Google and Verizon are using a different model. They plan to make the revenue off what Verizon does best, loading applications and services on top of the base service. Verizon does this by offering sheer service availability with top level saturation of signal. AT&T’s 3G (fastest speed network) is available in most metropolitan areas, but once you get into the suburban footprint that service quickly degrades hobbling the usefulness of mobile connectivity.

Verizon in comparison has near ubiquitous availability of 3G through the continental 48 states in the USA. The result is that the primary functions that people do on their mobile device work fast (web browsing, email, text SMS, and voice) and seamlessly site to site. This is where Droid comes in.

With a 600MHz CPU and 256MB of RAM, the Droid will reach the computing power of your average desktop in 1998 running Windows98. Granted you weren’t going to play DirectX 10 full screen video games, but you were able to play the likes of Doom and Hexen. More importantly you could multitask between two or three applications (check email, surf the web, and chat for example) with ease. This circa 1998 web experience is the exact target Verizon, Google, and Motorola are after. In short, with 80% 3G coverage and infrastructure scaled for broadband anywhere– they hope to make a huge dent in the mobile device market and finally bridge the gap towards Netbooks.

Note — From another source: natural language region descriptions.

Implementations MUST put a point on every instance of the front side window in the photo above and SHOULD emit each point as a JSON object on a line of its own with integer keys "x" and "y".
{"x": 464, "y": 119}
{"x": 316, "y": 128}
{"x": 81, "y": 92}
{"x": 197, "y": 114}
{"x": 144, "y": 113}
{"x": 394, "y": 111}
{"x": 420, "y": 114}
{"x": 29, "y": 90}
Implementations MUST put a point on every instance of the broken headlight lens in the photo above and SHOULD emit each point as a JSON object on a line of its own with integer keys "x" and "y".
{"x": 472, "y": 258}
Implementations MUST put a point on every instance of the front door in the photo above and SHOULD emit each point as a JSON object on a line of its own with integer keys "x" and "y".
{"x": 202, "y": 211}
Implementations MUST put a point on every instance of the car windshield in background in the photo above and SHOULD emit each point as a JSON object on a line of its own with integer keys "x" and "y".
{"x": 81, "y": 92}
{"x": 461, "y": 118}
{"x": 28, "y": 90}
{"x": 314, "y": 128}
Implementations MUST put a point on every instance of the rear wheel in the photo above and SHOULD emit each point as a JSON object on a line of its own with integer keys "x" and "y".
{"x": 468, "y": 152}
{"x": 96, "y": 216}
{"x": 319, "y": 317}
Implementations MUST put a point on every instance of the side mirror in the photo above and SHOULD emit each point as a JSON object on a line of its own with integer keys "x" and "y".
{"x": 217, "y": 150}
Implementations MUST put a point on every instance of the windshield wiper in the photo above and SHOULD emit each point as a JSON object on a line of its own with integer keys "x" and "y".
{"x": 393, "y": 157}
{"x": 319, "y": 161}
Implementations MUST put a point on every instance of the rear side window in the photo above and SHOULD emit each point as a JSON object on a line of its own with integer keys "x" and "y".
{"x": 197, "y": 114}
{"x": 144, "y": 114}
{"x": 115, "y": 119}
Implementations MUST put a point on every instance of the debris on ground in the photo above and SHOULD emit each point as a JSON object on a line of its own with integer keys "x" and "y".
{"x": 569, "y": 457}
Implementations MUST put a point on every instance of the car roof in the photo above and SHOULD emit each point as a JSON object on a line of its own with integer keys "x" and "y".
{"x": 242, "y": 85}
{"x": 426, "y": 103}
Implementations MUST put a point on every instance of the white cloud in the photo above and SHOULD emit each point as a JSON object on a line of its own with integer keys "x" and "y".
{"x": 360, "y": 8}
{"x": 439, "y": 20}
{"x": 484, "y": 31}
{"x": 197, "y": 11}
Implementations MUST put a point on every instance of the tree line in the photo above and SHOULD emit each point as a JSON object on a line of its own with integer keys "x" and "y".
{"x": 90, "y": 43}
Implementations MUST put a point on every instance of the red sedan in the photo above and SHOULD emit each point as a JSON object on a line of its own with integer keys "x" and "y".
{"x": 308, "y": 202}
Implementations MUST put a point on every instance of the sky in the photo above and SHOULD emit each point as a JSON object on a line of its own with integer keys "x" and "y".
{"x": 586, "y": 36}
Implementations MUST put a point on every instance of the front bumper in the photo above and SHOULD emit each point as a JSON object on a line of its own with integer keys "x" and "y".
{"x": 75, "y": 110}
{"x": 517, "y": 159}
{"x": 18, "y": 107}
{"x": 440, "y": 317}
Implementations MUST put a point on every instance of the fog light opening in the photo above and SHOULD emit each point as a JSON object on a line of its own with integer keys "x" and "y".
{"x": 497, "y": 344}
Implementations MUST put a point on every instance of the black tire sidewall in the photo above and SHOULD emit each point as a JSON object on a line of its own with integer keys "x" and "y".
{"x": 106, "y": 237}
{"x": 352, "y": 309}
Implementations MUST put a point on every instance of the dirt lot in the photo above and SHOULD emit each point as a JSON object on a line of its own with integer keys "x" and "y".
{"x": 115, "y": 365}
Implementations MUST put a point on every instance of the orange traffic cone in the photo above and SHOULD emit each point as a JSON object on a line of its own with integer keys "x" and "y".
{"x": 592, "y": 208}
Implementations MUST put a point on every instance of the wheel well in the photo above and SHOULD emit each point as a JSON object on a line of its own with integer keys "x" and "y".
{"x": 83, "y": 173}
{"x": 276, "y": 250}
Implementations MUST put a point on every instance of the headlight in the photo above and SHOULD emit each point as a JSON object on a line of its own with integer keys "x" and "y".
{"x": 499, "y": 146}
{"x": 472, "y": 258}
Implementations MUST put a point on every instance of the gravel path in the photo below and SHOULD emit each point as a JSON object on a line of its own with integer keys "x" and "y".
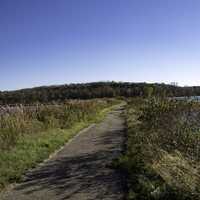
{"x": 80, "y": 171}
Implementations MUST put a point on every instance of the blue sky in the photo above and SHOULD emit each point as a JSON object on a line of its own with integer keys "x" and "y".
{"x": 47, "y": 42}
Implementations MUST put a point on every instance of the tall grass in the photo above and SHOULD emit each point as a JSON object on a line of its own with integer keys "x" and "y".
{"x": 22, "y": 120}
{"x": 28, "y": 134}
{"x": 163, "y": 150}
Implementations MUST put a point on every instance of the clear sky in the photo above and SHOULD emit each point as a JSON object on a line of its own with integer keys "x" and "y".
{"x": 47, "y": 42}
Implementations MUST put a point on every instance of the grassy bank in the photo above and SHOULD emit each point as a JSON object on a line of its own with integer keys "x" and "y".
{"x": 30, "y": 135}
{"x": 163, "y": 152}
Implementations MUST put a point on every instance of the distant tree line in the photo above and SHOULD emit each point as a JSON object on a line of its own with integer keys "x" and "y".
{"x": 47, "y": 94}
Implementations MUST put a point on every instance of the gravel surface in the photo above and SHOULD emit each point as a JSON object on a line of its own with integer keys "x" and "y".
{"x": 81, "y": 170}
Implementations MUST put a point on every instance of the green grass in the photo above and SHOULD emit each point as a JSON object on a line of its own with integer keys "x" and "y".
{"x": 32, "y": 149}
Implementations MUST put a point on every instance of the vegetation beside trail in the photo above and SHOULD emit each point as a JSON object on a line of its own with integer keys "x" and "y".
{"x": 28, "y": 135}
{"x": 163, "y": 154}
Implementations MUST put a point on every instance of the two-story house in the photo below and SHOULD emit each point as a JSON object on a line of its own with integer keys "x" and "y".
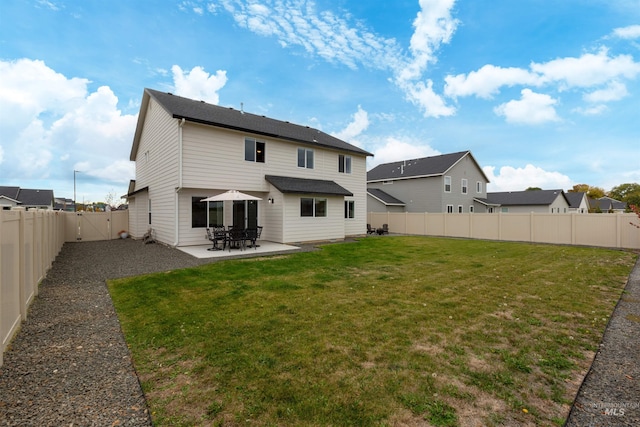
{"x": 311, "y": 185}
{"x": 540, "y": 201}
{"x": 447, "y": 183}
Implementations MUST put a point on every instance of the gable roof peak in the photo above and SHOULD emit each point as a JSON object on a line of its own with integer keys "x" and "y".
{"x": 229, "y": 118}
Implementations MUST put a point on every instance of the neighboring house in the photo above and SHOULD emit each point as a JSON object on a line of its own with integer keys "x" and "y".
{"x": 24, "y": 197}
{"x": 607, "y": 204}
{"x": 312, "y": 185}
{"x": 540, "y": 201}
{"x": 578, "y": 202}
{"x": 446, "y": 183}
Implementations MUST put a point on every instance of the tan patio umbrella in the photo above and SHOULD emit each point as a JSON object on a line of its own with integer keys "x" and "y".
{"x": 230, "y": 195}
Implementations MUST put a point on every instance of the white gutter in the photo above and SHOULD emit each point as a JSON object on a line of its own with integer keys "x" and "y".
{"x": 179, "y": 187}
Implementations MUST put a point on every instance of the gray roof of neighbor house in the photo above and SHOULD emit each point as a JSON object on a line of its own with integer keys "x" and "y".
{"x": 524, "y": 198}
{"x": 36, "y": 197}
{"x": 574, "y": 198}
{"x": 27, "y": 196}
{"x": 418, "y": 168}
{"x": 229, "y": 118}
{"x": 10, "y": 192}
{"x": 607, "y": 203}
{"x": 384, "y": 197}
{"x": 286, "y": 184}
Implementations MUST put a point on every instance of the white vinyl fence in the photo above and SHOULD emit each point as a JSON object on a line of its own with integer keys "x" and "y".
{"x": 29, "y": 243}
{"x": 604, "y": 230}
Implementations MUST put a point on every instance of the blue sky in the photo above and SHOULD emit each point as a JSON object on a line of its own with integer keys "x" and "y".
{"x": 543, "y": 93}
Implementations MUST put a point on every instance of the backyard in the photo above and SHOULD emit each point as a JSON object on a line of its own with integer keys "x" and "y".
{"x": 382, "y": 331}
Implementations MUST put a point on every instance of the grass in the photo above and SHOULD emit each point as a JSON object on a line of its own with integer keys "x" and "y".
{"x": 383, "y": 331}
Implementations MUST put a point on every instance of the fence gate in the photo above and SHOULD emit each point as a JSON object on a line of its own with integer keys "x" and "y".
{"x": 95, "y": 226}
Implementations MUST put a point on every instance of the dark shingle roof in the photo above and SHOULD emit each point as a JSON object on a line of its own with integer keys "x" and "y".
{"x": 522, "y": 198}
{"x": 574, "y": 198}
{"x": 229, "y": 118}
{"x": 286, "y": 184}
{"x": 384, "y": 197}
{"x": 606, "y": 204}
{"x": 423, "y": 167}
{"x": 10, "y": 192}
{"x": 31, "y": 197}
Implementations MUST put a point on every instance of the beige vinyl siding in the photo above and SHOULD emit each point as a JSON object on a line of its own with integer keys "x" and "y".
{"x": 158, "y": 171}
{"x": 214, "y": 159}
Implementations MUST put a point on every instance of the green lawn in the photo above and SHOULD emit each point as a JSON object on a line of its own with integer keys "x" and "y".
{"x": 383, "y": 331}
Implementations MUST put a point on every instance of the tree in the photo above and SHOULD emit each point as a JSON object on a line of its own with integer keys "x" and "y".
{"x": 629, "y": 193}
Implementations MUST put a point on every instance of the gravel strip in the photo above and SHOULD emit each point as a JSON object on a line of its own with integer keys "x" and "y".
{"x": 69, "y": 364}
{"x": 610, "y": 392}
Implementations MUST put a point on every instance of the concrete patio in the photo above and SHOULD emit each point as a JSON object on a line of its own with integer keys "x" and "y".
{"x": 264, "y": 248}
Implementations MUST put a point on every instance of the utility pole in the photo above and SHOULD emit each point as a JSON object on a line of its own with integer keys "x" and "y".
{"x": 75, "y": 204}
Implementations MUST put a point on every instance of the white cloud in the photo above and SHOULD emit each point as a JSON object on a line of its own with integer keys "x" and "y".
{"x": 587, "y": 70}
{"x": 487, "y": 81}
{"x": 591, "y": 111}
{"x": 519, "y": 179}
{"x": 433, "y": 26}
{"x": 336, "y": 40}
{"x": 198, "y": 84}
{"x": 631, "y": 32}
{"x": 533, "y": 108}
{"x": 395, "y": 150}
{"x": 359, "y": 124}
{"x": 613, "y": 92}
{"x": 430, "y": 102}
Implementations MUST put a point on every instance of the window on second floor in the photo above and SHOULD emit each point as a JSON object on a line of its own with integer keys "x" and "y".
{"x": 344, "y": 163}
{"x": 254, "y": 150}
{"x": 313, "y": 207}
{"x": 305, "y": 158}
{"x": 447, "y": 184}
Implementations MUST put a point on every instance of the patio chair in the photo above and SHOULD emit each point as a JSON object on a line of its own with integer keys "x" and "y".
{"x": 218, "y": 237}
{"x": 236, "y": 238}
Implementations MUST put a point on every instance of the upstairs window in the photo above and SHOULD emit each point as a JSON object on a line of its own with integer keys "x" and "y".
{"x": 305, "y": 158}
{"x": 344, "y": 164}
{"x": 254, "y": 150}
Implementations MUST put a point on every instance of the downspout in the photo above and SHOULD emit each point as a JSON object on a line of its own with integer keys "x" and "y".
{"x": 179, "y": 187}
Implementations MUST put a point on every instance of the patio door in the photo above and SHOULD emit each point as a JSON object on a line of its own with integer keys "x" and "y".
{"x": 245, "y": 213}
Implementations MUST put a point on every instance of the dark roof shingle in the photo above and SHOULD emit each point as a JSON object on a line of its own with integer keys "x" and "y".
{"x": 286, "y": 184}
{"x": 425, "y": 166}
{"x": 524, "y": 198}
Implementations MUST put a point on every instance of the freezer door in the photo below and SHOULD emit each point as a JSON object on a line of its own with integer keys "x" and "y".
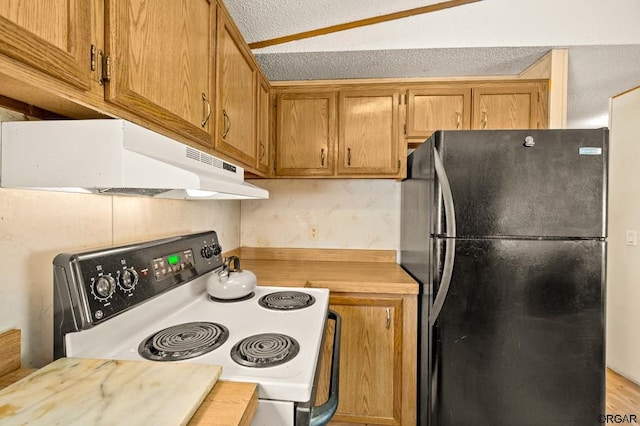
{"x": 527, "y": 182}
{"x": 520, "y": 338}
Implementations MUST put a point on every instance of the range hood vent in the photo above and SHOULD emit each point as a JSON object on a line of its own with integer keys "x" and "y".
{"x": 114, "y": 157}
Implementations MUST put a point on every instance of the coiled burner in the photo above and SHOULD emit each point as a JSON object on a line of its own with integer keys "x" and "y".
{"x": 265, "y": 350}
{"x": 286, "y": 300}
{"x": 183, "y": 341}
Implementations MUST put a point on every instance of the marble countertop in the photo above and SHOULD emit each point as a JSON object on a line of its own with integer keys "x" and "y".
{"x": 72, "y": 391}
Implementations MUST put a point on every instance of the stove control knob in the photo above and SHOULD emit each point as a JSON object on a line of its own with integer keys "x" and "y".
{"x": 207, "y": 252}
{"x": 128, "y": 279}
{"x": 104, "y": 287}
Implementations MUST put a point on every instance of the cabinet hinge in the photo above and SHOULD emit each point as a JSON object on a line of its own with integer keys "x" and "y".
{"x": 94, "y": 53}
{"x": 106, "y": 68}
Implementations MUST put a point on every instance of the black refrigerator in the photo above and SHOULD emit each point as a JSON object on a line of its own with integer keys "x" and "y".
{"x": 506, "y": 232}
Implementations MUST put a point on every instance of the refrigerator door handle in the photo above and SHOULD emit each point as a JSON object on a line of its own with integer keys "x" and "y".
{"x": 450, "y": 242}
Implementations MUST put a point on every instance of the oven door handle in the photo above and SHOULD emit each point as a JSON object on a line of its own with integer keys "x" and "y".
{"x": 322, "y": 414}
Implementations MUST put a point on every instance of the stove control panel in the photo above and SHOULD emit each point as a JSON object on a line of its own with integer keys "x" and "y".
{"x": 114, "y": 280}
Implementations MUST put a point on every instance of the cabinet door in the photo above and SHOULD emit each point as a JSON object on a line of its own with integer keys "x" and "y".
{"x": 264, "y": 107}
{"x": 508, "y": 106}
{"x": 161, "y": 54}
{"x": 369, "y": 133}
{"x": 370, "y": 360}
{"x": 52, "y": 37}
{"x": 305, "y": 134}
{"x": 437, "y": 108}
{"x": 236, "y": 103}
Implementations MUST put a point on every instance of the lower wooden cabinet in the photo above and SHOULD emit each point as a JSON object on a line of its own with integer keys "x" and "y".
{"x": 377, "y": 361}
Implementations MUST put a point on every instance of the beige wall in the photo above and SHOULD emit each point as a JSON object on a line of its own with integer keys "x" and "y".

And this is where that second question comes in, Droid is trying to head off iPhone at the ultimate goal; which is to supplant Netbooks with true mobile in your pocket broadband connectivity to voice, video, and data. More appealing to Verizon is that it can leverage the same OS to deploy in home premise equipment as well (Verizon IP set tops and home phones particularly) so users can seamlessly move from phone to home TV using the same interface. That in turn will allow them to reach where their land line FiOS service traditionally cannot. All this with a platform OS not owned by Microsoft or Apple delivered to 80% of the population. The majority of that population that has some other TV or telephone land line service provider outside the traditional Verizon telephone footprint. All without the fees and regulatory requirements of other carriers to do so. It’s not about ubiquity of the hand set at this point. It’s about ubiquity of the service itself. Seamless service delivered from end to end. From home, to road, to work and back. All using one OS platform (Android) to pass that experience along during the trip. A trip not limited by wires, distance, or line of sight.

Now all they need is a media/content partner to provide them their video. Oh wait– Google owns YouTube… never mind. The announcement of YouTube partnering with the big content providers is only a hop, skip, and buffering message away. Then we play the waiting game. The rest is history.